Muss Deine Pumpe Höhe überwinden ? oder das wasser praktisch nur umwälzen ?
Es gibt sehr Rohrpumpen mit recht geringem Verbrauch, die schaffen auch viele Liter aber eben keine oder kaum Höhe. 

Gruß aus Bielefeld 

(@karsten.) ... Wolf der findet das es durchaus Verkäufer gibt, denen man vertrauen kann.


----------



## Armin (27. März 2008)

*AW: Pumpe + enormer Stromverbrauch ?*

Ahoi,

mit dem Oase Biotec 10.1 und der Bitron ist die Aquamax Eco wohl die richtige Wahl. Mit Schwerkraftpumpen, von denen hier die meisten reden, kannst du dieses System wohl nicht fahren.
Möglich wäre auch noch Seerose-Pumpen oder Red Devil.

Gruß Armin


----------



## lawima (27. März 2008)

*AW: Pumpe + enormer Stromverbrauch ?*



			
				Kerstin H. schrieb:
			
		

> Ich liebäugle mit einer Aquamax Eco 8000
> (wir haben einen Biotec 10.1 mit Biotron 25 von Oase)

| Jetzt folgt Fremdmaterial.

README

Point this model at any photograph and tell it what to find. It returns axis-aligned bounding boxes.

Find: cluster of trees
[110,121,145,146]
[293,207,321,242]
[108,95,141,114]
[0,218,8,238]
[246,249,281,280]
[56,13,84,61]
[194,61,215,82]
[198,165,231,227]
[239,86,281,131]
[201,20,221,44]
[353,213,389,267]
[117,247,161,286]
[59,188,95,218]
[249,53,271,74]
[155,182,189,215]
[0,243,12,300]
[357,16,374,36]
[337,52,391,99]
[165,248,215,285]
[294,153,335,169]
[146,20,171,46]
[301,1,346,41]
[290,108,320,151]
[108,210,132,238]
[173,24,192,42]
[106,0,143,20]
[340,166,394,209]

Die Aquamax ist sicher keine schlechte Wahl; wir haben sie seit einem Jahr in Betrieb. Die 8000-er benötigt 80 Watt/h, die 12000-er 130 Watt/h.
Aber Vorsicht: es gibt noch Ladenhüter, die als "eco" verkauft werden und eine höhere Stromaufnahme haben. Die wollte man uns ursprünglich auch "unterjubeln" -habe ich aber gemerkt und dann wieder zurück gehen lassen!
Näheres hierzu unter https://www.hobby-gartenteich.de/xf/posts/14

Gruß
Willi


----------



## Redlisch (27. März 2008)

*AW: Pumpe + enormer Stromverbrauch ?*

hiho,
mich würde mal Interessieren was man dir für eine Pumpe angedreht hat ...
Die einzige die ich bei Messner gefunden habe wäre die MultiSystem M 20000 mit 400 W
...
Musst du einen großen Höhenunterschied überwinden ?
Ich habe eine Messner eco-X 10000 (10800l/h), die würde auch max. 5,2m schaffen und verbraucht nur 120 W.

Axel


----------



## Kerstin H. (28. März 2008)

*AW: Pumpe + enormer Stromverbrauch ?*

Hallo,

nein, diese Pumpe muß keinen großen Höhenunterschied bewältigen und wir hätten so eine leistungsstarke gar nicht gebraucht  
Wir hatten damals noch gar keine Ahnung und haben uns beraten lassen, wie man sieht, war der Verkäufer gut, jedenfalls was seinen Geldbeutel anbelangte.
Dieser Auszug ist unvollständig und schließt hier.